Step 2: Describe the profile in your own words
Review the profile(s) and pull up a fresh document. Now, describe the candidate's background, personality and the values you feel are important to him or her. It doesn't have to be pretty, but try to be as detailed as possible.
Step 3: Socialize the avatar with your team
Share the avatar with your team in a coworking document to ensure they agree with you. Have them suggest changes straight in the document. Synthesize the final edits and send the document to your recruiter.
3. Hiring standards
Hiring standards protect your culture; meaning, they allow you to control your culture as you grow. If you don't want to leave your culture up to chance, then write and follow hiring standards. A poisonous culture leads to dysfunction, which results in customer turnover and those damning Glassdoor reviews that stay for life. This can quickly spiral into catastrophe with high costs.
A quick way to develop hiring standards, off the top of your head, is to list out your deal killers. Consider the things that would make you walk away from a candidate in the following categories: core values, compensation, personality and start date.

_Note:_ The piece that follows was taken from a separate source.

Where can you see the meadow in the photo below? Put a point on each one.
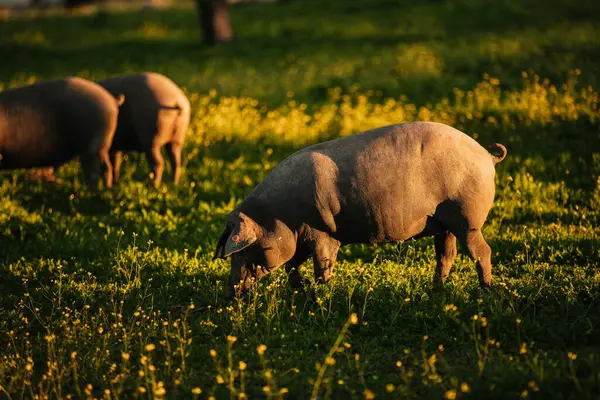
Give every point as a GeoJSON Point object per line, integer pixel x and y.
{"type": "Point", "coordinates": [115, 295]}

Related: 5 Smart Ways to Remove Bias From Your Hiring Process
4. Interview sequence
The interview sequence is where you can't afford to get lazy. The mistake companies make is assuming a quality interview sequence will require more of their time, so they limit it to one or two interviews. Here's an interview sequence that will protect your time and your culture:
30-minute screen
This is not with the recruiter. This can be anyone on your team that can check on those hiring standards and determine culture fit.
Work assignment
If a candidate passes the 30-minute screen, send him or her a work assignment. This should be at least three case studies that reflect the problems he or she would encounter in the role. You aren't looking to steal work product, so watch out for that. These can be customer-service scenarios, employee scenarios or technical scenarios. If you're willing to spend some money, there are some great SaaS test providers out there that have assessments ready to go.
Three-person panel
Choose a three-person panel to review the work assignment and then conduct an interview if they all give the candidate a pass rating. This protects their time and should ensure they only interview the best candidates.
These individuals should not include the hiring manager or anyone that would be a direct report to this new role. You want to include two people the candidate would work very closely with, but ensure at least one of the three is from a different team. Also, be sure those three individuals are an accurate representation of your diversity goals, or you will only find candidates who look just like your panel.
If your company is too small to accommodate this, then you may want to consider working with an external recruiter, who can help screen candidates using your avatar. Protecting your culture is worth the investment.
Hiring manager interview
Only if your candidate gets two out of three passes from your panel should he or she advance to the hiring manager interview. This protects the time of your hiring manager, who is likely critical to your operations; at the same time, it protects your culture.
Your hiring manager should have reviewed the notes from the panel, the candidate's work assignment, his or her resume and application and be prepared with at least ten interview questions. Aim for two to three final candidates to choose from and go make that offer.
This four-step playbook will aid you as you rapidly scale, so you don't sacrifice sustainability in the long run. If you use it, it will protect your time and your culture as you grow with intention. Happy growing!